Kerala Industrial Infrastructure Development Corporation (Kinfra) and the Rubber Board are jointly setting up the park. The same partners already run a rubber park at Irapuram in Ernakulam district.

The total project cost for the new park will be Rs 36.70 crore of which Rs 16.70 crore has been sanctioned as grant by the Centre. The first instalment of Rs 5.5 crore has already been received.

An official spokesman said that the new park is aimed at the development of rubber-based industries with specific thrust on technology-oriented and value-added non-tyre products meant for exports.

The park envisages fully developed roads; compound walls; 24-hour security; water supply; effluent treatment plant; dedicated power supply; testing and quality control lab, among others.

INVESTMENT SIZE

There will be about 30 industrial plots of various sizes. About 2,000 people are expected to get direct employment. Investments of at least Rs 500 crore are expected to be committed here.

“The park should aim to achieve no less,” the Union Minister Sharma said, citing the need for ensuring quality and variety of products.

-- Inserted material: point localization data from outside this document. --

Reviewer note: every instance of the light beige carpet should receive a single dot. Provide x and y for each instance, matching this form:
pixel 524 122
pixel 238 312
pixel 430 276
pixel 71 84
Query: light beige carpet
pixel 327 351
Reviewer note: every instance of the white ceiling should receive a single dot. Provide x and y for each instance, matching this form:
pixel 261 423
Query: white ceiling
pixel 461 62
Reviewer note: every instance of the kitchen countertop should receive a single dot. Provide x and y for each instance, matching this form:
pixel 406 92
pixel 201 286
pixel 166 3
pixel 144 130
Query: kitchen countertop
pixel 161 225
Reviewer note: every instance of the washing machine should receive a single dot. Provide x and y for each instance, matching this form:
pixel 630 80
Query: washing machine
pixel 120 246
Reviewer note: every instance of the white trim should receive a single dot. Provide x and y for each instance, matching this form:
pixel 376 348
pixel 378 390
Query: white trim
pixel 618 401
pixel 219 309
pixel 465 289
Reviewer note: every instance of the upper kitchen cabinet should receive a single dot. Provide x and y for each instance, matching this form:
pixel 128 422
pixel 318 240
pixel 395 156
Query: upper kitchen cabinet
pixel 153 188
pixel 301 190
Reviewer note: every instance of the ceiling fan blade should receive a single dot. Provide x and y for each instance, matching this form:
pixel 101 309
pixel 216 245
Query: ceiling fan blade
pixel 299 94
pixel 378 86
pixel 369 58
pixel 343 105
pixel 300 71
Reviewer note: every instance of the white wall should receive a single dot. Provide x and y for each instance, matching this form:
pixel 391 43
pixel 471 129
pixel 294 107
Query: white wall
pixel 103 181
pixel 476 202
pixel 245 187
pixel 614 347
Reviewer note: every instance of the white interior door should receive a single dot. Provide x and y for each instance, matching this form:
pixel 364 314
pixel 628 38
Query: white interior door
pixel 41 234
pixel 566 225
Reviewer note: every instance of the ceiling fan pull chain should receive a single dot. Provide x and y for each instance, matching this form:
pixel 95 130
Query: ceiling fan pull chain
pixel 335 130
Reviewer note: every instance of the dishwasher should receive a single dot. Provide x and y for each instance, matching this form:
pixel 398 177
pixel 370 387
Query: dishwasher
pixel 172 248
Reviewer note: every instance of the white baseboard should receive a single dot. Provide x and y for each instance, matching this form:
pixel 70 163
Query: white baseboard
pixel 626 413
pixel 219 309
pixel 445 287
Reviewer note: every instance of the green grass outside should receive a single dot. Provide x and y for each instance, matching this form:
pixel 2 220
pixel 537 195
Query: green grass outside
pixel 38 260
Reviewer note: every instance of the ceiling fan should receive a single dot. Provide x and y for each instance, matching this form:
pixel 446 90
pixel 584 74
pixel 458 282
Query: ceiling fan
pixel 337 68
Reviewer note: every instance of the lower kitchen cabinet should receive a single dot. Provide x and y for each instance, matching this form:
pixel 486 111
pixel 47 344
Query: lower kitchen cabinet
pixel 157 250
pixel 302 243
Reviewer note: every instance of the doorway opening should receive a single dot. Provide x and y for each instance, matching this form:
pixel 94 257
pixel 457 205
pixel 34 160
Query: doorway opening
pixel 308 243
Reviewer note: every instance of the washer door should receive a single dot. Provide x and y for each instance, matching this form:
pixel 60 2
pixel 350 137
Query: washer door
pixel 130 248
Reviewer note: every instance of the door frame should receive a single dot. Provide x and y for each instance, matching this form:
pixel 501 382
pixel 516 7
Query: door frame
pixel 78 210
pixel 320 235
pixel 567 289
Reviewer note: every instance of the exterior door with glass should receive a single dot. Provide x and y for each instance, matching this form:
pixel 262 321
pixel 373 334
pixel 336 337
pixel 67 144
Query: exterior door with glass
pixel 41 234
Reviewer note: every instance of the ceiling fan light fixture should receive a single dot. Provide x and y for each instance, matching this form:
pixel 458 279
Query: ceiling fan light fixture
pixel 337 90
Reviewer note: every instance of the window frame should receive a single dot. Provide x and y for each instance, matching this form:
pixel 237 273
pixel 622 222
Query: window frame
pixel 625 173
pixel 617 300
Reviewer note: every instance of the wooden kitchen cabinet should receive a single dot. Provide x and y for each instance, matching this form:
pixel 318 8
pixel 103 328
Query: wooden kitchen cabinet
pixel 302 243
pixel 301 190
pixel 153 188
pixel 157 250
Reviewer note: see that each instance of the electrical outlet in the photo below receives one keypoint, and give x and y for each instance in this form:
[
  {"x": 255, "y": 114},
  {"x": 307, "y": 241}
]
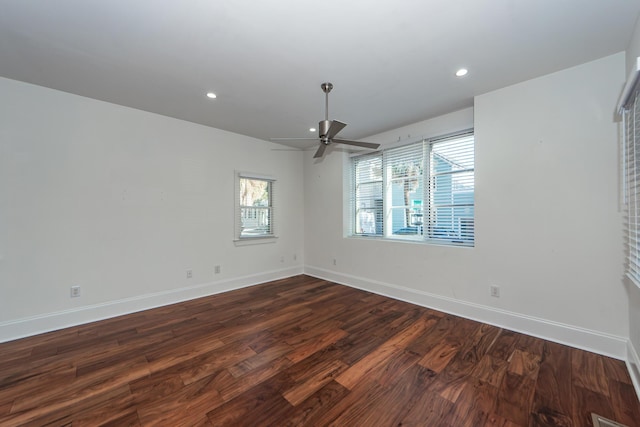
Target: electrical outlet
[
  {"x": 495, "y": 291},
  {"x": 75, "y": 291}
]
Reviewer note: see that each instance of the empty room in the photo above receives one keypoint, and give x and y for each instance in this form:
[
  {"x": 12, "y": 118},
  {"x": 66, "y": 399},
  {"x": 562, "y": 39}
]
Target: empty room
[{"x": 296, "y": 213}]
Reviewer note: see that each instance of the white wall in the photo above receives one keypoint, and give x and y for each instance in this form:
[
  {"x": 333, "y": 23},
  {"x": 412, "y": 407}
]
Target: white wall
[
  {"x": 123, "y": 202},
  {"x": 548, "y": 227},
  {"x": 633, "y": 52}
]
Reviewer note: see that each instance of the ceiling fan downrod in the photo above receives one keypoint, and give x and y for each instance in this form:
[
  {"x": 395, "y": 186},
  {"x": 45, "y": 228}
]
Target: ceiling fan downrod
[{"x": 324, "y": 125}]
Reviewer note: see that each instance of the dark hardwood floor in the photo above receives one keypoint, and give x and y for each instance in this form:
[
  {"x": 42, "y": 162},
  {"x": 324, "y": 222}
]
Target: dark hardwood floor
[{"x": 304, "y": 351}]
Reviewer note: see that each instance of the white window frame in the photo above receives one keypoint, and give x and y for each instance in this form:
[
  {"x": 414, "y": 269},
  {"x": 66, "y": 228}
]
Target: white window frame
[
  {"x": 465, "y": 236},
  {"x": 270, "y": 210}
]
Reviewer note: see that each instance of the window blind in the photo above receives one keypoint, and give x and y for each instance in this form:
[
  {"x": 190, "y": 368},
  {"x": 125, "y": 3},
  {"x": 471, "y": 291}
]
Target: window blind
[{"x": 631, "y": 123}]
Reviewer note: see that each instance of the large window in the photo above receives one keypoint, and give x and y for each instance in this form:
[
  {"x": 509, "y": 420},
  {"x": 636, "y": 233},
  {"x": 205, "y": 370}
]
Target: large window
[
  {"x": 255, "y": 206},
  {"x": 422, "y": 191}
]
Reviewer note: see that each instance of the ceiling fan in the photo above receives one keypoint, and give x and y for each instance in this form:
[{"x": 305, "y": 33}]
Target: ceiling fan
[{"x": 328, "y": 129}]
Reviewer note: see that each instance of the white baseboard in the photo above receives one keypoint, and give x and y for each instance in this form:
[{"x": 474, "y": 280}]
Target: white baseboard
[
  {"x": 34, "y": 325},
  {"x": 633, "y": 366},
  {"x": 586, "y": 339}
]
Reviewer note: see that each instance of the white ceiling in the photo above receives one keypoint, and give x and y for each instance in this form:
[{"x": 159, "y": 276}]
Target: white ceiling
[{"x": 392, "y": 62}]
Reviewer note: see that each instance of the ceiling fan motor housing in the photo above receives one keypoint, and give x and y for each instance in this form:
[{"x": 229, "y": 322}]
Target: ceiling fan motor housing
[{"x": 323, "y": 129}]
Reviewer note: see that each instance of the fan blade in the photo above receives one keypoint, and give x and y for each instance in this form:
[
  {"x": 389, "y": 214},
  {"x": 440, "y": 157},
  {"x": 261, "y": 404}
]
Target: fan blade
[
  {"x": 291, "y": 139},
  {"x": 320, "y": 151},
  {"x": 336, "y": 126},
  {"x": 357, "y": 143}
]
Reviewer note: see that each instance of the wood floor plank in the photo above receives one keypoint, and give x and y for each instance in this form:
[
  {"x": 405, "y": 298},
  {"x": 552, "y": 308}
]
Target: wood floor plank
[{"x": 303, "y": 351}]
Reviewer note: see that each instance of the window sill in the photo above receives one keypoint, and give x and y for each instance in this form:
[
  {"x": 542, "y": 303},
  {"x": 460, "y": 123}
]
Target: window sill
[
  {"x": 247, "y": 241},
  {"x": 423, "y": 242}
]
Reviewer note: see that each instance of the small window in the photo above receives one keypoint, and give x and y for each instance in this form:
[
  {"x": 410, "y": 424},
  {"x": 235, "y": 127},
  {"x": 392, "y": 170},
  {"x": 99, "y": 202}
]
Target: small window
[{"x": 254, "y": 217}]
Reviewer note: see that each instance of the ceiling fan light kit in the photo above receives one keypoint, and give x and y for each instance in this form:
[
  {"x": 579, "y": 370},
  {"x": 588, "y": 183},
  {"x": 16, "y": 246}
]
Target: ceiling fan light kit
[{"x": 328, "y": 129}]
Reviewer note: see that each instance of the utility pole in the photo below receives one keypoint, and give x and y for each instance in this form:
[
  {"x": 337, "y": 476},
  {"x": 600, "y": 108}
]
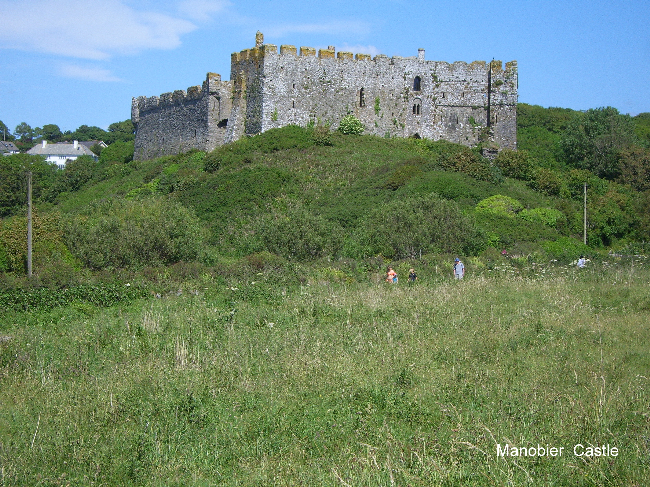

The country is not properly exploiting the use of rubber in the healthcare sector, for instance. Over 80 per cent of the rubber-based requirement of the healthcare sector was being imported. This should change.

It may be the country’s largest producer of rubber, but Kerala has largely remained just that, Sharma said. The industrial scope for this valuable raw material has hardly been explored.

“An integrated chain has been created in the country so that high-end manufacturing could take place in the rubber sector with the use of technology,” he said.

NEW TECHNOLOGIES

New technologies ensuring better returns to farmers need to be adopted. Sharma said that the State had the potential for manufacturing clusters which alone would create employment.

“We have to ensure that rubber production grows. In Kerala, not much area is available for expansion of plantations. But there are other areas in the country with the potential,” Sharma said.

Meanwhile, Chief Minister Oommen Chandy inaugurated the Kinfra Industrial Park in the neighbourhood.

The foundation stone for this park and a standard design factory was laid in August 2010 with an estimated project cost of 12 crore.

Work on development of the park is in finishing stage. Construction of the standard design factory with an area of 60,000 sq ft has been completed, the spokesman said.